Bad Wimpfen war in der Bedeutungslosigkeit angelangt! Erst Anfang des 19. Jahrhunderts begann die allmähliche Erholung. In der Napoleon-Ära wurde u.a. auch dieser Teil Deutschlands nachhaltig verändert. Im Falle Wimpfens die Zuordnung zu Hessen. 1817 wurde die Saline Ludwigshalle gegründet, 1835 gab es das erste Kurhotel und der endgültige Durchbruch als Kur- und Badeort fand 1866 mit dem Anschluß an das Bahnnetz statt. Doch erst 1930 gab es das offizielle Prädikat „Bad“. Vom hessischen Exklaven-Desein ermüdet, kam es 1952 nach einem Volksentscheid (sehr knapp ausgefallen) zum Anschluß an Baden Württemberg. Heute gibt es Mittelalterspektakel oder Stadtwanderungen unter der Leitung von „Konstanze von Aragon“, „Margarethe von Österreich“ oder „Beatrix von Burgund“. Wer auf der alten Stadtmauer steht, läßt seinen Blick auf die Burg vom berühmten Götz von Berlichingen oder dem Anwesen des Deutschen Ordens schweifen. Früher galt dieser Blick als „Verrat“. Wimpfen war evangelisch, die beschriebenen Gebiete jenseits des Neckar erz-katholisch. Nur einmal blickte damals der Bauer hinüber: um im Frühjahr das kommende Wetter beurteilen zu können. Heutzutage besiegelt man mit diesem Blick die nächsten Ausflugsziele. Abends sollte der Weg unbedingt in die Altstadt gelenkt werden. Zahlreiche interessante gastronomische Einrichtungen buhlen um die Gunst des Gastes, unbedingt empfehlenswert ist dabei die Weinstube „Feyerabend“. Rustikale Küche mit dem Charme des Wohnzimmers vereint: Es ist wohl eines der kleinsten Restaurants die man finden kann und definitiv das kleinsten, welches ich jemals aufsuchte!

Weiter geht es. Nächste Bäder auf der Route sind Friedrichshall, Neckarsulm und Zweiflingen. Dies hat eigentlich einen Doppelnamen, der zweite Teil heißt Friedrichsruhe, gleichzeitig Name eines Schlosses welches wiederum ein Hotel beherbergt. Der immer noch Fürstenhof Friedrichsruhe beherbergt dann auch „fürstliche“ Freuden: Sterne Koch Lothar Eiermann zaubert hier in der Küche. Neueste Kreation: ein Wellnessmenü. Unsere Gruppe war sozusagen Versuchskaninchen, die ersten, die dies Menü probieren durften. Bei mehreren Gängen und erlesenen Weinen vergeht die Zeit unglaublich schnell. Vielleicht sollte man sich nicht Mittags dort einfinden, sondern den Abend hier gemütlich ausklingen lassen.
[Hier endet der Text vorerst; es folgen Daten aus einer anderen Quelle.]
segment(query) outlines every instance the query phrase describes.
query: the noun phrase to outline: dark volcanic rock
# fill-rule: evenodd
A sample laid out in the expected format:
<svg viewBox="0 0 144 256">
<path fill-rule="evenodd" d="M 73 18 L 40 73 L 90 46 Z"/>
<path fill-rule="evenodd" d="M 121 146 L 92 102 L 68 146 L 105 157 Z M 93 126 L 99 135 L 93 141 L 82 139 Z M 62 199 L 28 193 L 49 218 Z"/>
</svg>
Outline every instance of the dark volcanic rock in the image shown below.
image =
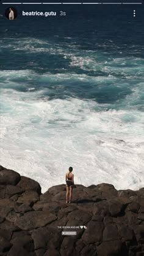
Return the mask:
<svg viewBox="0 0 144 256">
<path fill-rule="evenodd" d="M 34 190 L 41 195 L 41 187 L 37 181 L 27 177 L 21 176 L 20 182 L 17 184 L 18 186 L 21 187 L 26 190 Z"/>
<path fill-rule="evenodd" d="M 144 256 L 143 188 L 77 185 L 71 204 L 65 193 L 63 184 L 42 195 L 0 166 L 0 256 Z"/>
<path fill-rule="evenodd" d="M 16 185 L 19 180 L 19 173 L 5 168 L 0 171 L 0 185 Z"/>
</svg>

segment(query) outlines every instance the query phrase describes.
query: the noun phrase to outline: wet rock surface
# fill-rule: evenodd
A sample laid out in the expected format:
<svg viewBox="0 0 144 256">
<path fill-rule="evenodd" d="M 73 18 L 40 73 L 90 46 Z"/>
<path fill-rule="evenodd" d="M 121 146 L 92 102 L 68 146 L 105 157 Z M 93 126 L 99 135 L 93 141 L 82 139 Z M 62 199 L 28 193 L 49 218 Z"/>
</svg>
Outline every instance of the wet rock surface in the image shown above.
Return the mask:
<svg viewBox="0 0 144 256">
<path fill-rule="evenodd" d="M 38 182 L 0 166 L 0 256 L 144 256 L 144 188 Z M 76 236 L 62 236 L 69 228 Z M 59 228 L 58 228 L 59 226 Z"/>
</svg>

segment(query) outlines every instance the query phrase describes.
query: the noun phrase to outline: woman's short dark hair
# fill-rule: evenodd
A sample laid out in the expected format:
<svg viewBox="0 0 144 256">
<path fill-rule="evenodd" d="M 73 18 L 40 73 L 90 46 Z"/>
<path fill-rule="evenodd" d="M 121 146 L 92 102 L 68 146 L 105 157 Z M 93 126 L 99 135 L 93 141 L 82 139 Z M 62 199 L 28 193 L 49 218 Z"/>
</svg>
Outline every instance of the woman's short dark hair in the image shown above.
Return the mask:
<svg viewBox="0 0 144 256">
<path fill-rule="evenodd" d="M 69 171 L 73 171 L 73 167 L 69 167 Z"/>
</svg>

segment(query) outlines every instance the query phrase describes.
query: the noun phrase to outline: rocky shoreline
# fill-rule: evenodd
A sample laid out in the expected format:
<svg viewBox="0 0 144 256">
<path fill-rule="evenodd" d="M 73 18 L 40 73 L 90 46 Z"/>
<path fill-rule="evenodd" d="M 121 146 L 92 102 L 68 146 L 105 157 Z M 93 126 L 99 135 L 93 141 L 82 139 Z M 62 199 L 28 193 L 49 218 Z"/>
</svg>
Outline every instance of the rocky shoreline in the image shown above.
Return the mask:
<svg viewBox="0 0 144 256">
<path fill-rule="evenodd" d="M 80 225 L 87 229 L 62 235 L 60 227 Z M 65 185 L 41 194 L 0 166 L 0 256 L 144 256 L 144 188 L 76 185 L 67 204 Z"/>
</svg>

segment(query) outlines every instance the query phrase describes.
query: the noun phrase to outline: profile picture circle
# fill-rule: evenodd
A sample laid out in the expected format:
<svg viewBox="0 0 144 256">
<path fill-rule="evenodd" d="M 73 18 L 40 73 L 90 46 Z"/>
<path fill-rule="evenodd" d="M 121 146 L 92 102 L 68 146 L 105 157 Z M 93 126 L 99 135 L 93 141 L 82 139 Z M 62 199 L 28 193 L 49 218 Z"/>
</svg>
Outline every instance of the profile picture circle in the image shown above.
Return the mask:
<svg viewBox="0 0 144 256">
<path fill-rule="evenodd" d="M 5 16 L 8 20 L 15 20 L 18 16 L 17 10 L 12 7 L 10 7 L 5 10 Z"/>
</svg>

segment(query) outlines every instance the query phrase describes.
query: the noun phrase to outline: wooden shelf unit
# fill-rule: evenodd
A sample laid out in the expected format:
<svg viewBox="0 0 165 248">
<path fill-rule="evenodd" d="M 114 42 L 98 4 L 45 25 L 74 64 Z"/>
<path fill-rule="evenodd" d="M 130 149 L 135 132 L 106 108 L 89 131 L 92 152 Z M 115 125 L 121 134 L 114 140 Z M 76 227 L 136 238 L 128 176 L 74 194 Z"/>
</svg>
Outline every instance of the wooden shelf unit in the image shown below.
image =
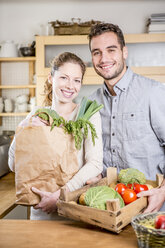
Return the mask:
<svg viewBox="0 0 165 248">
<path fill-rule="evenodd" d="M 11 63 L 11 62 L 28 62 L 29 64 L 29 84 L 21 85 L 3 85 L 1 80 L 1 64 L 2 63 Z M 29 89 L 29 96 L 34 97 L 36 95 L 35 90 L 37 85 L 33 83 L 33 76 L 35 74 L 35 62 L 36 57 L 13 57 L 13 58 L 0 58 L 0 96 L 2 95 L 2 90 L 13 90 L 13 89 Z M 6 116 L 26 116 L 28 113 L 0 113 L 0 125 L 2 117 Z"/>
<path fill-rule="evenodd" d="M 125 34 L 126 44 L 165 42 L 165 34 Z M 44 83 L 50 69 L 45 67 L 45 46 L 49 45 L 88 45 L 87 35 L 54 35 L 36 36 L 36 76 L 37 76 L 37 105 L 42 105 Z M 132 67 L 133 71 L 141 75 L 165 83 L 165 66 Z M 93 67 L 88 67 L 83 84 L 102 84 L 103 79 L 98 76 Z"/>
</svg>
Vorher bietet sich eine Partie Golf auf dem benachbarten Parcours an. Eine idyllisch gelegene Anlage, die einen „alten“ und einen „neuen“ Teil besitzt. Für Freunde des kleinen Balles ein reizvoller Gegensatz. Und wer selbst nicht spielt… genießt die herrliche Ruhe und beobachtet, wie sich die verschiedenen Spieler bzw. Spielerinnen (der Club besitzt einen hohen Ladies-Anteil) abmühen, die Löcher zu treffen. Nach einem mittäglichen Gourmet-Mahl auch die geeignete Umgebung, durch Bewegung dem Bauch vorzubeugen. Die Damen oder die Herren des golfverliebten Partners können sich derweil in der Beautyfarm behandeln lassen. Zwar ist der Frauenanteil immer noch sehr hoch, doch die männliche Kundschaft hat so langsam auch diesen Markt der Eitelkeiten für sich entdeckt. Gleichzeitig gibt es im unteren Teil noch ein Physio-Zentrum, in welchem man unter fachkundiger Anleitung speziell auf die Bedürfnisse zugeschnittene Trainings absolvieren kann. Besonders die Stammgolfer des Clubs haben langsam entdeckt, daß es Sinn macht, nicht nur Abschläge und Putten zu üben. Typische Golferbeschwerden werden hier ebenso wegbehandelt, wie dem geneigten Kurzbesucher Tips zur Selbsthilfe mit auf die Weiterfahrt zu geben.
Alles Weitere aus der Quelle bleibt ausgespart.